Indo-Pak Power Deal and Confidence Building
Mallika Joseph , D Suba Chandran
Research Officer, IPCS
 

Three rounds of discussions held at the technical level on the sale of electricity by Pakistan to India since November 98 have focussed on the following:

 

 

a) Quantum of Power that Pakistan is to sell India :

 

 

Pakistan has surplus power, mainly because of the establishment of power plants by a number of Independent Power Producers (IPPs). Given the present power situation, Pakistan can export upto 2000 MW to India till 2010. However, to begin with Pakistan has offered to supply India 300 MW-500 MW of power.

 

 

b) Cost of Power

 

 

The major hurdle in the power talks has been the sale price of power per unit. As Pakistan is planning to sell its surplus power from the IPPs, it is expecting to sell the power at Rs. 3. 60 plus a profit margin.

 

 

The domestic price of power prevents India from buying power at this high rate. India ’s stand is that it cannot buy power to sell to its states that would cost more than Rs. 2.00. This price will also have to include transmission costs. Also, Pakistan is selling the power in cents and not in rupees, which necessitates the setting up of foreign exchange reserves for this purpose. This presents an additional constraint on India . As a result it cannot buy power from Pakistan if it costs more than Rs. 1.80.

 

 

c) Technical aspects of transmission:

 

 

It has been decided that transmission lines on both the sides would be constructed within six months from the date of the commercial agreement between the two governments. The respective countries will bear the cost of laying the lines on their sides.

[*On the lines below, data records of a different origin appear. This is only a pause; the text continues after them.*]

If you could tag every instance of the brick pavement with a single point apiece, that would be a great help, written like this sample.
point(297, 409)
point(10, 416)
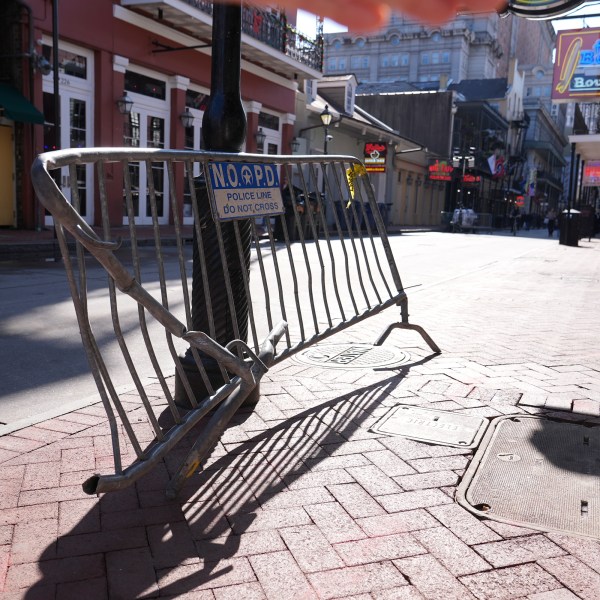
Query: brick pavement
point(299, 499)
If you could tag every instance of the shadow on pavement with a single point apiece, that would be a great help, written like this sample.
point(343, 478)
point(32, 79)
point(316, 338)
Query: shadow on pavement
point(149, 543)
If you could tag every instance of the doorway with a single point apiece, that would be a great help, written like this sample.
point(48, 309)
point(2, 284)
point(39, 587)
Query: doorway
point(7, 177)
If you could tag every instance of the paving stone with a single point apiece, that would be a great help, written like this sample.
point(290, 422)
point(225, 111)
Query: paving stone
point(34, 541)
point(424, 481)
point(334, 522)
point(130, 574)
point(79, 516)
point(15, 443)
point(431, 578)
point(270, 519)
point(355, 500)
point(48, 572)
point(280, 576)
point(586, 550)
point(27, 514)
point(306, 479)
point(561, 594)
point(518, 550)
point(58, 494)
point(356, 580)
point(574, 575)
point(374, 481)
point(171, 544)
point(379, 549)
point(195, 578)
point(452, 552)
point(512, 582)
point(413, 500)
point(9, 494)
point(311, 549)
point(103, 541)
point(254, 542)
point(403, 593)
point(391, 464)
point(296, 498)
point(245, 591)
point(90, 589)
point(444, 463)
point(509, 531)
point(403, 522)
point(463, 524)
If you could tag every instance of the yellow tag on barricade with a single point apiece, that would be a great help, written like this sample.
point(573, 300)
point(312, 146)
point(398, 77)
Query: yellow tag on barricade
point(355, 170)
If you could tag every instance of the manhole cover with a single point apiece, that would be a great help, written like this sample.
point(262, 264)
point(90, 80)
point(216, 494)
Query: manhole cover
point(432, 426)
point(353, 356)
point(537, 472)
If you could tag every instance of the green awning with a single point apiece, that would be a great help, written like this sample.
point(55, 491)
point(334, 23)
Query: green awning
point(17, 107)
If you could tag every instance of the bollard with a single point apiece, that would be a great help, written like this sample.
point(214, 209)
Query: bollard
point(223, 130)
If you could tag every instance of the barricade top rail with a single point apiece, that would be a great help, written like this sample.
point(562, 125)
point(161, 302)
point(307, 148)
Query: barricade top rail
point(285, 252)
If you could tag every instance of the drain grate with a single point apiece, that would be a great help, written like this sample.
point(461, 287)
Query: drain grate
point(537, 472)
point(432, 426)
point(353, 356)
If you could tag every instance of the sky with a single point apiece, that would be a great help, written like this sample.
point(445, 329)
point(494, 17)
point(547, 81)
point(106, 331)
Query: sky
point(307, 22)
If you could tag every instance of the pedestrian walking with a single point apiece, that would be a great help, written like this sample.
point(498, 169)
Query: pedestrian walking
point(550, 221)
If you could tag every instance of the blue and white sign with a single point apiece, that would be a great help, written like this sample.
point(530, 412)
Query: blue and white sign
point(244, 190)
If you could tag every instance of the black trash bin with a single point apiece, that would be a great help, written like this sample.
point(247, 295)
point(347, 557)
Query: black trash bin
point(569, 227)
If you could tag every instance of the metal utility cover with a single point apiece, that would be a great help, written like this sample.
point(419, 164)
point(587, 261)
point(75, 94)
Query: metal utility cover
point(432, 426)
point(539, 473)
point(353, 356)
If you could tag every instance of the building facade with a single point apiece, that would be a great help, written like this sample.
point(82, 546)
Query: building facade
point(155, 58)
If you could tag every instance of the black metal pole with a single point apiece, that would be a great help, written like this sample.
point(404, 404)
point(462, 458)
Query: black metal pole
point(223, 130)
point(565, 222)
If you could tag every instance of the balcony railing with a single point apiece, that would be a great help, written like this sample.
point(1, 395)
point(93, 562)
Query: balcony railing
point(274, 31)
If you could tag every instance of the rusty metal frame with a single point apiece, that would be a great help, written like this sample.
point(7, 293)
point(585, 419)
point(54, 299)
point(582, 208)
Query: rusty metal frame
point(340, 268)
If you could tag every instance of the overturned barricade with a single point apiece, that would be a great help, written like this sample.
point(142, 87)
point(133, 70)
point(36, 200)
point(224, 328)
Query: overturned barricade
point(286, 250)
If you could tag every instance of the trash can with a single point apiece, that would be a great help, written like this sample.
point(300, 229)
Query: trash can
point(569, 227)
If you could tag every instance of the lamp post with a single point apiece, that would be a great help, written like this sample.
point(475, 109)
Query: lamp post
point(326, 117)
point(223, 130)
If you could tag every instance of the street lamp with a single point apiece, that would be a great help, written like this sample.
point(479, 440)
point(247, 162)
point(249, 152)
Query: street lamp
point(326, 117)
point(464, 159)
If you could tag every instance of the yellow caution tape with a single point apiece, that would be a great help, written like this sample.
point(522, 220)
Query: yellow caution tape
point(355, 170)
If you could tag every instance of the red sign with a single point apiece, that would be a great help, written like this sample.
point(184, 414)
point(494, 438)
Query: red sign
point(591, 173)
point(471, 178)
point(375, 155)
point(576, 66)
point(440, 170)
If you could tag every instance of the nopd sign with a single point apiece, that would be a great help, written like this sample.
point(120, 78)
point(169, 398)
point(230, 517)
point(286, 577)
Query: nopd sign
point(244, 190)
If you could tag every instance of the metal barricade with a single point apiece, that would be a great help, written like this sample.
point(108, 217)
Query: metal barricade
point(321, 265)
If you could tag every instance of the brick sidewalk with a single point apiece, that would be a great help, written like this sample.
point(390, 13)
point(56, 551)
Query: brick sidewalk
point(299, 499)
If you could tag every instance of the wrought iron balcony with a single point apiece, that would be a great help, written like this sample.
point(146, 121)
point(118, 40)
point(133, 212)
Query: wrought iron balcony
point(295, 54)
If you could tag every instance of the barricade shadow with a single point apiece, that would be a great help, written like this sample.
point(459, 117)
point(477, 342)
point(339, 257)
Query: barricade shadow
point(197, 538)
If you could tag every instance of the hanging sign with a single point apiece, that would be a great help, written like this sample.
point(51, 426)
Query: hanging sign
point(541, 9)
point(244, 190)
point(577, 66)
point(439, 170)
point(591, 173)
point(468, 178)
point(375, 157)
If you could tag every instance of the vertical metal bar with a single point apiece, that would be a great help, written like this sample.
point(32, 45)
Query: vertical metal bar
point(115, 313)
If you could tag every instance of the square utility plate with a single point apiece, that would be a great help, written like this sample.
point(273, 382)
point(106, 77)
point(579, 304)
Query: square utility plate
point(432, 426)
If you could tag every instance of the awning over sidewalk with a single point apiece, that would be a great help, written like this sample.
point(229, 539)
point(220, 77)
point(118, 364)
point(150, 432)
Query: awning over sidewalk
point(17, 107)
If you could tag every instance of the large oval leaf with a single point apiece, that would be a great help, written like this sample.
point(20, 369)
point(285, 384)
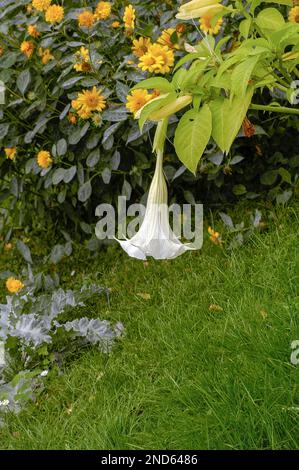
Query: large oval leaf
point(192, 136)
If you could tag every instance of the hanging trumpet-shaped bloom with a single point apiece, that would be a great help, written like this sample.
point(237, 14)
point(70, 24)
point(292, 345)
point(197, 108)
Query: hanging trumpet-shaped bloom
point(199, 8)
point(155, 237)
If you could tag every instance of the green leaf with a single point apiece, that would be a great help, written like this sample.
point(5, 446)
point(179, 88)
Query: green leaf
point(24, 250)
point(228, 116)
point(61, 147)
point(239, 189)
point(23, 80)
point(85, 191)
point(192, 136)
point(270, 19)
point(241, 75)
point(58, 176)
point(269, 177)
point(155, 105)
point(244, 27)
point(158, 83)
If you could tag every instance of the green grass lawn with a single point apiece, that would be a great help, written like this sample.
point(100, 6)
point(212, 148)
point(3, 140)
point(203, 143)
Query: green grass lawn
point(185, 376)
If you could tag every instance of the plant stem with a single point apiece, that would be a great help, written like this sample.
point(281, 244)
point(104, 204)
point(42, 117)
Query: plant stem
point(275, 109)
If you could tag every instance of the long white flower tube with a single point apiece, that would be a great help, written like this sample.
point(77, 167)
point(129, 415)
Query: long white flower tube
point(155, 238)
point(199, 8)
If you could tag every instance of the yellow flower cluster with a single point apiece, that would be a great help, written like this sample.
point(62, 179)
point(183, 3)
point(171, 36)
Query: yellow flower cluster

Besides, a 65 km interconnecting line is to be set up from Dinagar to Amritsar .

 

 

d) SAARC Power Grid:

 

 

India has made a proposal for a SAARC power grid to connect the national power grids of all the countries in the subcontinent as obtains in Europe . Surplus power available in any SAARC country would automatically flow to any other country which has the need. Detailed discussions on the SAARC grid is due pending a positive response from Pakistan .

 

 

Problems facing the Deal:

 

 

a) Cost of Power: The major problem seems to be the cost of power and on what basis the deal should be made. While India prefers  an agreement on the basis of ‘take and pay’ policy, Pakistan insists on a ‘take or pay’ basis. This means that India would like to pay for the power it actually takes for utilisation. But Pakistan would like India to pay for the units contracted, irrespective of whether it is utilised or not.

 

 

In India , consumption of power by states vary from season to season, place to place, and during each day. This inconsistency in demand prevents India from assuring Pakistan that it would purchase a fixed amount of power all the time.

 

 

India has forwarded another proposal in which has offered Pakistan a smaller component of assured purchase(200 MW) on ‘take or pay’ basis, and a larger component of non-assured purchase(500 MW) on a ‘take and pay’ basis. India is willing to pay a higher price for the ‘take and pay’ part of the agreement. This ensures that both sides can safely invest in the initial laying of lines. This proposal is still awaiting a response from Pakistan .

 

 

b) Technical: The cost of power, synchronisation of the power grids, and transmission inefficiencies are some of the technical problems facing the power deal. However, these problems should be taken care of by both sides.

 

 

c) Political:  At the political level, there has been some opposition to the deal from the Pakistani side. Since the Pakistan government is paying Rs 3.60 per unit to the IPPs, the critics are against exporting to India below this cost. The government of Pakistan has to balance the internal price and export price. At present only 34 percent of Pakistan has access to electricity. Secondly the critics of the power deal in Pakistan also feel that India would not import more from Pakistan, because that would make India depend on Pakistan, which they assert that India would never do.

 

 

 

 

Towards Confidence Building :

 

 

Both countries should realise that the power deal will benefit them equally. For India the deal will enable it to overcome its power shortage. For Pakistan this deal, besides helping it to reduce its adverse balance of trade with India , will also help to strengthen WAPDA’s (Water and Power Development Authority) financial position. Besides, the deal will enable the IPPs in Pakistan to generate more power, ultimately reducing the cost of power inside Pakistan .

 

 

Since the greatest problem facing the deal seem to be the cost that India is willing to pay, one can expect the Indian Prime Minister to make an announcement regarding this price during his trip to Pakistan .

 

 

Any positive movement in this sector may increase the opening provided by the India-Pakistan sugar deal to increase bilateral trade in other areas. These attempts along with other measures like the bus service from Delhi to Lahore and playing cricket matches, however minor they may be, will ultimately result in reducing the tensions between the two countries. In addition to bringing true Article III Clause 3 of the Simla Agreement which states “Trade and Co-operation in economic and other agreed fields will be resumed as far as possible…”, this may pave the way for both countries to hopefully find a solution in more complex issues at a later stage.